Large amount of mineral and vegetable oils are used as adjuvants in order to improve biological efficacy of fungicidal and/or herbicide formulations. These substances must be uniformly dispersed in aqueous spray to provide their homogeneous distribution onto the treated surface in the field. Therefore, they are usually formulated as emulsifiable concentrate or eventually as concentrated macroemulsion and diluted with water short before application.
In the case of mineral oils the classical and traditional formulation comprises nonylphenol ethoxylates as emulsifiers.
Fatty alcohol ethoxylates are also used as emulsifiers for these systems, as described for example in U.S. Pat. No. 4,966,728 (BASF).
There is currently high demand to replace mineral oil with vegetable oils since they are less phytotoxic, and have better ecotoxicological profile and environmental impact.
Transesterified triglycerides and vegetable oils are well known adjuvants and are normally used in aqueous spray in emulsified form, usually obtained from emulsifiable concentrate.
Also, numerous tank-mix adjuvant based on methyloleate are described in the form of emulsifiable liquid which upon dilution with water form kinetically stable oil-in-water macroemulsions.
Vegetable oils and/or methylated vegetable oils (transesterified triglycerides) require more sophisticated emulsifier system than mineral oils, particularly when fluid oil-in-water macroemulsions must be prepared.
Low viscous emulsifiable liquid which upon dilution with water form kinetically stable oil-in-water macroemulsions show main disadvantages, since often creamy or oily separation occurs and hence good homogenisation of the product is required before application.
Therefore it is highly desirable to obtain adjuvants based on vegetable oils and/or methylated vegetable oils in the form of fluid microemulsions.
Submicron droplets or microemulsion systems are described in adjuvants for pharmaceutical applications (for example in U.S. Pat. No. 6,451,325 and U.S. Pat. No. 6,299,884).
Microemulsions for agrochemical applications are also described in the patent literature.
U.S. Pat. No. 6,589,913 describes agrochemical glyphosate formulations which show microemulsion structure.

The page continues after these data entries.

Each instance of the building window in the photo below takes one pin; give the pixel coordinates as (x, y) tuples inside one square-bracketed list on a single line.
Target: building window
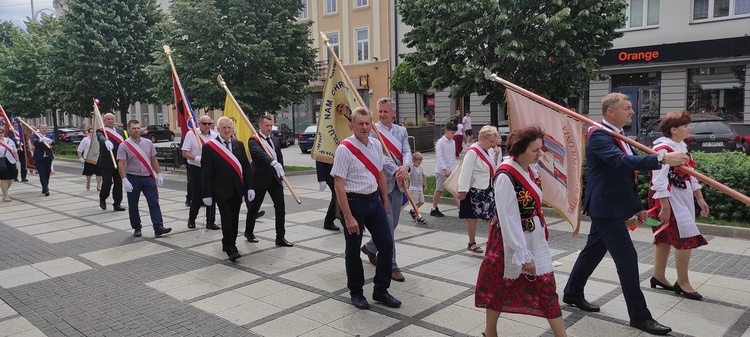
[(303, 11), (717, 90), (718, 9), (642, 13), (363, 44), (331, 6)]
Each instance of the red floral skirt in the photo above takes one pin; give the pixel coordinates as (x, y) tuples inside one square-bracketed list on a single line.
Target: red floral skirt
[(519, 296)]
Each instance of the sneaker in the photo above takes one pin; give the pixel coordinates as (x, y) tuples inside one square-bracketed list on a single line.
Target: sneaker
[(436, 212)]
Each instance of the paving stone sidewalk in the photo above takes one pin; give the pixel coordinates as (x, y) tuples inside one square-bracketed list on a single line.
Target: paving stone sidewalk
[(67, 268)]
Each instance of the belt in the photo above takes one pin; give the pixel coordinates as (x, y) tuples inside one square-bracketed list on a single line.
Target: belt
[(358, 196)]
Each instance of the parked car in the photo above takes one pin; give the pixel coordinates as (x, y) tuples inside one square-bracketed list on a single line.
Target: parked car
[(307, 138), (157, 133), (707, 133), (284, 134)]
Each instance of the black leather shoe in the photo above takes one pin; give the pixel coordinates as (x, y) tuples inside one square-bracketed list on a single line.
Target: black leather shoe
[(360, 302), (580, 303), (386, 299), (162, 231), (234, 256), (693, 296), (651, 326)]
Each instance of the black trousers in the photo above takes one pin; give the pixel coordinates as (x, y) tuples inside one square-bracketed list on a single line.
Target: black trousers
[(111, 177), (195, 188), (277, 196)]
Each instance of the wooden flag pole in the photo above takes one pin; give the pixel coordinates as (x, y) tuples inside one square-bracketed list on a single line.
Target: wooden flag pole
[(255, 133), (362, 103), (713, 183)]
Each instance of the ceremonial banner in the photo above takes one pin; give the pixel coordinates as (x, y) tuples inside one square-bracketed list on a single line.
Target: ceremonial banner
[(561, 166), (335, 114), (242, 131)]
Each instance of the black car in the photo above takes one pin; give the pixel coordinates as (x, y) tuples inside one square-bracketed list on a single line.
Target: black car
[(157, 132), (708, 133), (284, 134), (307, 138)]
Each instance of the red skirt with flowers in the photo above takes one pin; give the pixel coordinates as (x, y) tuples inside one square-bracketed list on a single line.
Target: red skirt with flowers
[(520, 295), (671, 236)]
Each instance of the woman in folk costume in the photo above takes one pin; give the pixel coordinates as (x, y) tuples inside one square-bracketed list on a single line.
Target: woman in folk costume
[(516, 273), (672, 201)]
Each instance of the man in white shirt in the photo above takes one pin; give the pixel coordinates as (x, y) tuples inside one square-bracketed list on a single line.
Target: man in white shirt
[(445, 150)]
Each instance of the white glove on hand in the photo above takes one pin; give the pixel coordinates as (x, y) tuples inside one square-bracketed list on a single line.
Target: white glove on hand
[(127, 185)]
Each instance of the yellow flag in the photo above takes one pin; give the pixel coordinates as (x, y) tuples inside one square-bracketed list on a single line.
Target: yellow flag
[(335, 114), (242, 131)]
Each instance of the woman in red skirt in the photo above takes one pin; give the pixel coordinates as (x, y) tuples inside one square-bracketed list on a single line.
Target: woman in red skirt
[(672, 200), (516, 274)]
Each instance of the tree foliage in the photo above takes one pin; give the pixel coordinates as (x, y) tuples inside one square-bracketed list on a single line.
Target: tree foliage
[(548, 47), (102, 51), (258, 47)]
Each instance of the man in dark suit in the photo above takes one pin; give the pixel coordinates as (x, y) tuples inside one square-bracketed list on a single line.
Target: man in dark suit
[(225, 178), (43, 142), (267, 172), (110, 178), (610, 199)]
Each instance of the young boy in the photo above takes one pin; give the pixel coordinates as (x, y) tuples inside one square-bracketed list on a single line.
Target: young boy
[(417, 184), (445, 150)]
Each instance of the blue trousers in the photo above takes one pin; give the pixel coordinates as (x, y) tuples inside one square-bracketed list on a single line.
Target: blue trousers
[(610, 235), (147, 185), (370, 214)]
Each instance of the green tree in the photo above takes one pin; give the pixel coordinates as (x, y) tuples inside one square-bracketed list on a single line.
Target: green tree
[(258, 46), (102, 52), (548, 47)]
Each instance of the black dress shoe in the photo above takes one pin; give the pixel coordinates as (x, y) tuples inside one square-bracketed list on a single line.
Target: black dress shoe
[(651, 326), (360, 302), (162, 231), (580, 303), (386, 299), (283, 243), (234, 256), (655, 283), (693, 296)]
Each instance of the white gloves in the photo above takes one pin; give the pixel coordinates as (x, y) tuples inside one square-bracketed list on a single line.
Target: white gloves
[(127, 185), (279, 168)]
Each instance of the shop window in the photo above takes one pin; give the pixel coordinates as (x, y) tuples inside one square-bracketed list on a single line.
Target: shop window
[(718, 91)]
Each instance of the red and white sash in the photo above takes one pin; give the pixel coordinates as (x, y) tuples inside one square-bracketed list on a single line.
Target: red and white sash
[(362, 152), (391, 143), (534, 190), (141, 156), (227, 156)]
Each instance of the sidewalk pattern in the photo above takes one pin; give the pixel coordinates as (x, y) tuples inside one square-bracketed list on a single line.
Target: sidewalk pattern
[(67, 268)]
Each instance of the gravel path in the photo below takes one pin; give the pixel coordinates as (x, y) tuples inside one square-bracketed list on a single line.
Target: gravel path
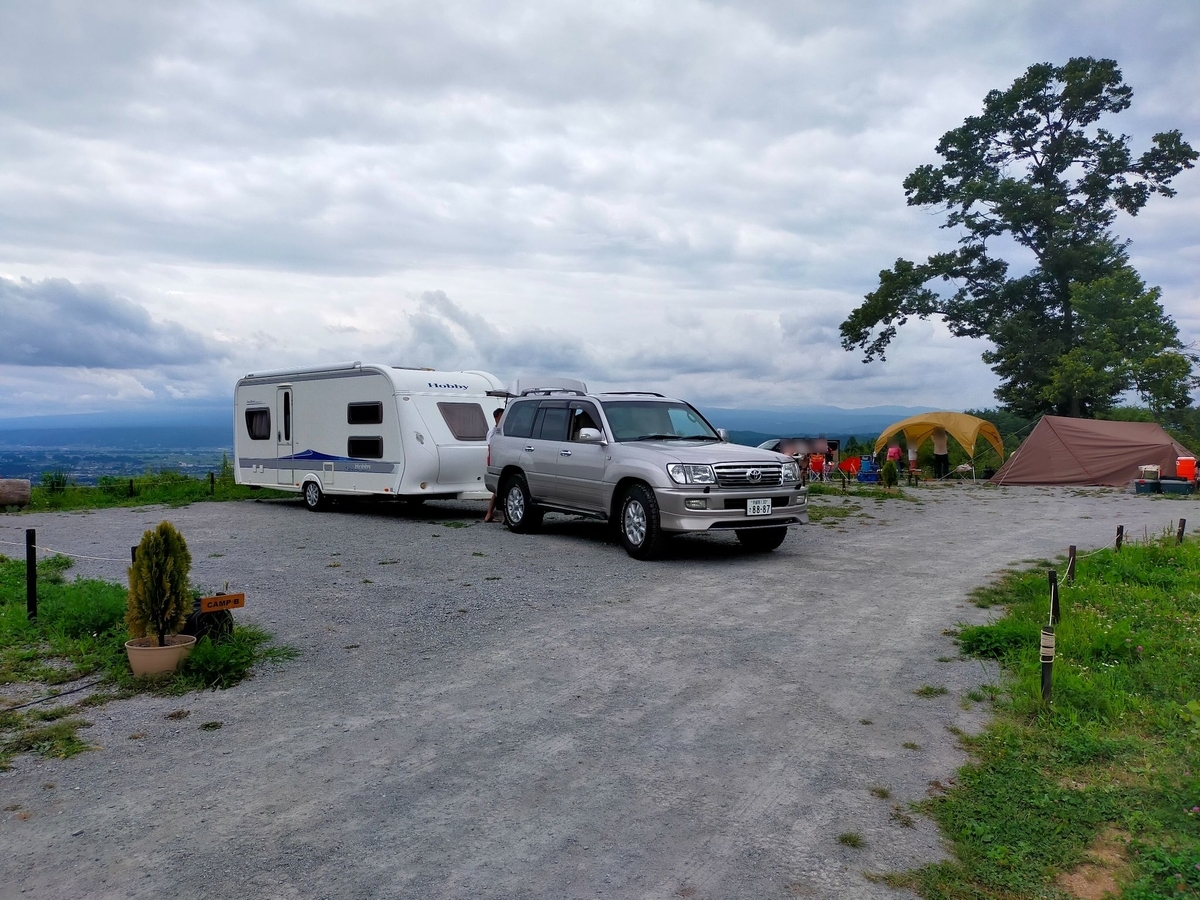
[(483, 714)]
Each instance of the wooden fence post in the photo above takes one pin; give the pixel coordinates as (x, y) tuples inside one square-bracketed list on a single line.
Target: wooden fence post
[(1047, 663), (1054, 598), (31, 573)]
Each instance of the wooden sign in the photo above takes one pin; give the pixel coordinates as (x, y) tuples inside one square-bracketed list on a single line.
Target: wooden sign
[(222, 601)]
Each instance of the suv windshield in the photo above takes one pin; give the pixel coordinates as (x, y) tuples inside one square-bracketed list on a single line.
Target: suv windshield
[(647, 419)]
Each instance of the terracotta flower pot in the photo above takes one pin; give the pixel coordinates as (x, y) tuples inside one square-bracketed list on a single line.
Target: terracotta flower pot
[(147, 658)]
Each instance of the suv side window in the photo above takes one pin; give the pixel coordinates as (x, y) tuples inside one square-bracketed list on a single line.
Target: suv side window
[(552, 423), (519, 421)]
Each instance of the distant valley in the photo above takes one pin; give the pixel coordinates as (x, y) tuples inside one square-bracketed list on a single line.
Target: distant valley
[(192, 442)]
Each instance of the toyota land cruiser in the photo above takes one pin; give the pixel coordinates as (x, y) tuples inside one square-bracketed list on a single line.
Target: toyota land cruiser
[(649, 465)]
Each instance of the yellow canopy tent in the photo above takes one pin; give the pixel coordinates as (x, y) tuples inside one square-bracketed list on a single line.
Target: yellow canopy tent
[(963, 427)]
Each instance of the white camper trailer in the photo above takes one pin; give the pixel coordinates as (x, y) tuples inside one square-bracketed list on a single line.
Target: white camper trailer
[(355, 430)]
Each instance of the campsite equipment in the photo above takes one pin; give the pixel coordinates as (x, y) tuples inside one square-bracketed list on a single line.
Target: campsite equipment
[(160, 597), (1186, 467), (1089, 451), (963, 427), (868, 472), (360, 430), (1176, 485)]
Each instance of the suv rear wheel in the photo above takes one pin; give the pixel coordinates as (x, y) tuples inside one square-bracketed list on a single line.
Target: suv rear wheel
[(762, 540), (521, 514), (637, 523)]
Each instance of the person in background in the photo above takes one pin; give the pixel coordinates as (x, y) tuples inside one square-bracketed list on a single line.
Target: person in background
[(941, 454), (491, 515), (894, 453)]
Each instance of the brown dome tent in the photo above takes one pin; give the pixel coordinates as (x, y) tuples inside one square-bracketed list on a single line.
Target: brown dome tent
[(1089, 451)]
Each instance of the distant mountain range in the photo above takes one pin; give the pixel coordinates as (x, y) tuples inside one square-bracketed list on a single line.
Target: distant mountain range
[(213, 427)]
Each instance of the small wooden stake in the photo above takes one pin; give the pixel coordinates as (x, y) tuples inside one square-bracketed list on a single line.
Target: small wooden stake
[(1054, 598)]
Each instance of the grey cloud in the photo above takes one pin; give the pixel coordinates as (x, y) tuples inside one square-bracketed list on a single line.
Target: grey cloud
[(57, 323), (443, 334)]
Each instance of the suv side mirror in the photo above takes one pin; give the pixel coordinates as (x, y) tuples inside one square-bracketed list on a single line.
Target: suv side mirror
[(591, 436)]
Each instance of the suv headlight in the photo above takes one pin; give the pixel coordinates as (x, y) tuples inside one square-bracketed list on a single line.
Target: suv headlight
[(687, 474)]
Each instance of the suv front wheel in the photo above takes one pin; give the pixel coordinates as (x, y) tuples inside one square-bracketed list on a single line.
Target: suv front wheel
[(521, 514), (639, 523)]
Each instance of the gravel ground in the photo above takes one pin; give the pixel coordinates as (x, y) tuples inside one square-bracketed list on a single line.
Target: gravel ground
[(483, 714)]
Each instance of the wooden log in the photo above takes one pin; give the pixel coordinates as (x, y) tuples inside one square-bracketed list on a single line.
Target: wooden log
[(15, 492)]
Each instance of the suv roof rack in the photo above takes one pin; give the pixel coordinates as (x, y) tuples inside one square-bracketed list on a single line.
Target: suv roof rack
[(527, 391)]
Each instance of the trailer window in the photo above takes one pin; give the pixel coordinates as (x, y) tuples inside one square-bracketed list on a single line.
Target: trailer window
[(519, 421), (258, 424), (364, 413), (365, 448), (465, 420)]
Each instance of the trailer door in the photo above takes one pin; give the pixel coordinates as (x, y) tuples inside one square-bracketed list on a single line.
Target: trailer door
[(285, 435)]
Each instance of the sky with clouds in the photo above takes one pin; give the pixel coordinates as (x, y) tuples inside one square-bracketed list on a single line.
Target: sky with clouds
[(678, 196)]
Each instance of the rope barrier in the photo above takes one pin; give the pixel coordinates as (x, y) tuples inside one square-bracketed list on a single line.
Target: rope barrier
[(1085, 556), (54, 696), (73, 556)]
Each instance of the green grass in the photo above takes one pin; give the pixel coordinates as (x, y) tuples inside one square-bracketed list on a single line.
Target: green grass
[(1116, 751), (167, 487), (928, 691), (855, 489), (79, 634)]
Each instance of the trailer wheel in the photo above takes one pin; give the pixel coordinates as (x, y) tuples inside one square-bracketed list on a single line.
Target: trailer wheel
[(313, 497), (521, 514)]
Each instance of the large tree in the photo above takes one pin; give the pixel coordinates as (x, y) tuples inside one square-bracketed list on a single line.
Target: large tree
[(1035, 179)]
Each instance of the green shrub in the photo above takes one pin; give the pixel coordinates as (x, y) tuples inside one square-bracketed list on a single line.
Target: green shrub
[(90, 607), (1000, 639), (55, 481), (160, 595)]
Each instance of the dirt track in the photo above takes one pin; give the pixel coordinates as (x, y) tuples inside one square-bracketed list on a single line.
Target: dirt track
[(504, 717)]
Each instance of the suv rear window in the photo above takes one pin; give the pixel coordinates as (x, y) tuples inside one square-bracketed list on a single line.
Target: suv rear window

U.S. Pat. No. 5,905,072 describes microemulsions as adjuvants for systemic fungicides containing methyl esters of fatty acids, and specific mixtures of non-ionic and anionic surfactants.
The use of alkyl(oligo)glycosides in microemulsions comprising an oil phase and an agrochemical is described for example in U.S. Pat. No. 6,255,253.
The presence of various surfactants in microemulsions is known not only to influence the stability of the composition, but also to possibly enhance the biological activity of the agrochemical formulation.
It is known that, when a dilute aqueous composition of pesticide is applied to foliage by conventional hydraulic spraying, the presence of surfactants in the dilute aqueous composition can alter the size distribution of the spray droplets, typically increasing the percentage of spray volume in the form of small droplets and reducing the percentage of spray volume in the form of large droplets.
As smaller droplets have lower momentum than larger droplets, these smaller droplets are less likely to rebound from a foliar surface and consequently are more likely to be retained on that surface.
Spray retention can also be facilitated by adhesion between surfactant molecules in a spray droplet and the foliar surface, which in most plants is waxy and hydrophobic.
This adhesion reduces not only rebound but also run-off of spray droplets from the foliar surface.
Surfactants also tend to increase the area of contact between a spray droplet and a foliar surface, and in many cases enhance penetration of a systemic pesticide from the droplet into and through cuticles of leaves to reach internal leaf tissues.
The molecules of systemic pesticide compound must go through several barriers.
Among these, one of the most important is believed to be the lipophilic cuticle on the foliar surface to which the pesticide is applied.
It has therefore been theorised that it would be desirable to place the pesticide compound into an amphiphilic medium which would keep better compatibility between the lipophilic cuticle and the pesticide, and thereby facilitate penetration of pesticide into and through the cuticle.
Amphiphilic carrier can be easily built using surfactants.
Through these and perhaps other effects, amphiphilic materials including surfactants have long been known to increase the biological effectiveness of pesticide, and to act as adjuvants.